Being rejected from a job for being “overqualified” can be a particularly hard blow to bear. It’s like you’re being penalised for being “too good” or “too successful”!
However, the sad truth is that many are rejected for this exact reason. In the current economic situation, many are looking for work due to retrenchment or because they wish to come out of retirement – and getting this answer with every application.
Hiring managers reject overqualified candidates for a variety of reasons. They’re afraid the applicant is only working to stave off boredom or until the next big break, they don’t think they can meet the salary expectations, or they have prejudices about older workers or academic knowledge.
While you can’t deal with every question in a hiring manager’s mind, there are some things you can do to lower the overqualified barrier. Read on to find out.
Retool your resume
While you should always tailor your resume to the position you’re applying for, you need to go deeper when applying for a job “under” your current or previous positions.
For starters, avoid burying the hiring manager in degrees and achievements by leaving off less pertinent qualifications. As a rule of thumb, you can omit higher education degrees and education dates that aren’t relevant to the position. You also don’t need to list every job you’ve held or your long string of promotions – keep to those that relate to the work on offer.
You may also wish organise your resume functionally instead. A functional resume can help reduce the impact of big titles and long lists of work tasks. Instead of putting jobs down in chronological order, start off by presenting your skills and abilities and relate them to the job.

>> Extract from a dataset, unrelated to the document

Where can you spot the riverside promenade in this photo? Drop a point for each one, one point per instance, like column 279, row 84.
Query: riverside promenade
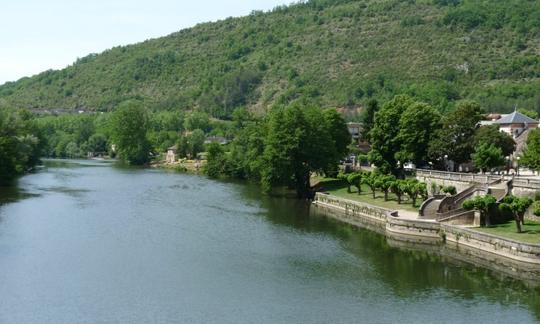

In your resume and during the interview, phrase your achievements in terms of what they brought to the company. Mention revenue growth, profits earned, cost savings, or managing high-value projects. The interviewer is not interested in your long experience or big title, but in what you can do for their organisation, so use language that will get them to take notice.
You can also bring up leadership skills and communication skills this way. For example, your experience in team management may be valuable when it comes to communicating with different stakeholders, or your industry contacts may make for a more efficient supply process.
Use the cover letter
The cover letter is your chance to explain why you want a certain position, even if you seem overqualified for it. Make use of it!
Describe your motivation in the cover letter. Are you coming out of retirement, and looking to get back into your industry? Or maybe you have a personal connection to this company, or you just want to leave management behind and get to more “on the ground” work? Put all this information in the cover letter for a strong, personal appeal as to why you want this job.
While you’re at it, you should emphasise how you’re in for the long haul. Overqualified candidates are often rejected because the interviewer assumes that they’re just there until the next better offer comes along. Hence, you can address this in your cover letter by using firmly declaring your intention to stay and why.
Hiring managers often flag overqualified candidates for “overselling themselves”. They are too eager to describe how they fill every position or their extensive experience with every task. This can come off as arrogant or overconfident, and make the hiring manager wonder: why hire you, when you’re too good for us?
Instead, adopt a humble attitude and emphasise what you hope to learn. Dial back “punchy” language in your resume and emphasise your worth as a team player and good listener. (For example, change “spearheaded” to “helped with” or “oversaw” to “collaborated on”.) In your cover letter, you can mention what aspects of the company impressed you and inspired you to apply for them. During the interview, discuss what experience you can gain from them, not the other way around.
By keeping the focus on your potential contributions to the company, you will impress the interviewer with your willingness to cooperate and contribute.
If the topic of you being overqualified comes up during the interview, answer honestly! It’s actually a very good sign that the interviewer is seriously considering your application, and hence probing for more information about you.
Ask for what specific concerns he or she might have, and address them as they come. Are they afraid you’ll get bored, or do they think you might have a problem working under a younger boss? Tell them about your intention to “start over” from the basics and keep yourself engaged, or give them examples of the many different team managers you’ve worked under in your time.
Don’t hold yourself back from a job just because you think you’ll be rejected for your qualifications. Instead, take ownership of them and look forward to applying them to your next positions.